Pourtant je me souviens de l’écho de sa voix, une voix douce et passionnée, qui vrillait les cœurs et transperçait les âmes. Véritable messager d’une tendresse infinie, il m’insufflait un peu de sa force, celle qui aide à affronter les turbulences de la vie, les ronces du chemin. Sa lumière était mon étoile, la boussole qui me donnait le La au gré des tempêtes, des joies et des peines. J’ai avec lui plus de souvenirs que si j’avais cent ans. Bien sûr, nous eûmes aussi quelques querelles. A ses idées, parfois, j’étais un peu rebelle. Mais je sais aujourd’hui combien nos désaccords me manquent… C’était mon père…

Je revois ses yeux clairs, couleur lagon, dans lesquels j’aimais tant me noyer. Dans son regard gris bleu perçait une flamme malicieuse. Elle se teintait parfois d’un voile léger, de ce soleil noir de la mélancolie, lorsqu’il évoquait les injustices de la vie et les petitesses des hommes. Sa vive sensibilité ne pouvait les supporter.

J’entrevois également sa fossette émergente, proéminente même, lorsqu’il gobait goulûment les fruits sur les arbres du jardin, des arbres que je contemple encore aujourd’hui.

Je songe à ces parties de cartes enflammées qu’il aimait tant partager avec ses amis… C’était mon père…

A présent qu’il est loin de moi, il s’invite désormais dans mes rêves, dans ces instants fugaces que je voudrais capturer à jamais.

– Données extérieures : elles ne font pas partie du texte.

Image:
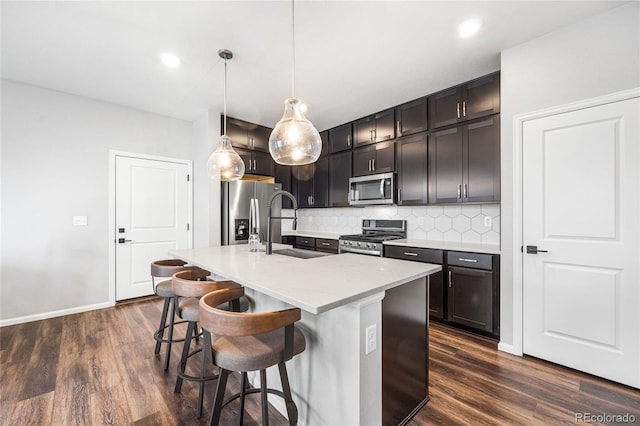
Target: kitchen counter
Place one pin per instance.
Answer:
(447, 245)
(356, 312)
(314, 285)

Là où il se trouve, quelque part au-delà du vide, sait-il seulement à quel point il illumine ma vie ? En ces contrées lointaines où s’est abîmée la notion du temps, enseveli pour l’éternité, a-t-il simplement conscience  qu’il guide toujours mes pas, qu’il nourrit encore mes réflexions, qu’il apaise toujours mes angoisses et mes doutes ?

Dans cet Amour si dense, où je danse souvent, il brille de mille feux. Comme un Astre vivant, il est là, définitivement là, profondément ancré. Son ombre tutélaire plane au-dessus de moi, comme un soleil nouveau qui ne s’éteindrait plus. Sa mémoire rend mon avenir plus radieux.

Le souvenir de mon père se conjugue au présent. Dès lors tout redevient possible, tout peut recommencer. Même le silence a une fin… Certains soirs la lune ne se tait plus et nous dévoile sa blanche clarté, toute sa luminescence. Au matin, dans le ciel bleu azur, le soleil resplendit à nouveau. Une nuée d’hirondelles déchire l’horizon. Dans une merveilleuse symphonie aux accords oniriques, les chants des grillons racontent le retour du printemps. Enfin parée de ses plus beaux atours, la nature s’éveille. Ressuscitée d’un profond sommeil, la  « belle endormie » renaît de ses cendres. La végétation luxuriante exhale un parfum énivrant. Dans ce décor enchanteur, une explosion de couleurs mime l’arc en ciel. Le jardin, transfiguré, est un morceau de paradis, où règnent l’harmonie et la sérénité. A l’ombre d’un olivier presque millénaire, son arbre de vie, plusieurs siècles nous contemplent.

Dans le doux murmure d’une fontaine, dans le clapotis de l’eau, il me semble entendre la voix de mon père ; elle me susurre « qu’il n’y a pas de fin. Il n’y a pas de début. Il y a seulement la passion infinie de la vie. Pour toujours. Et même au-delà… »

Magnifiques promesses… Prometteuses espérances d’une aube nouvelle, celle où s’incarne et se réincarne l’âme d’un être cher.

C’était mon père… C’était… c’est mon père.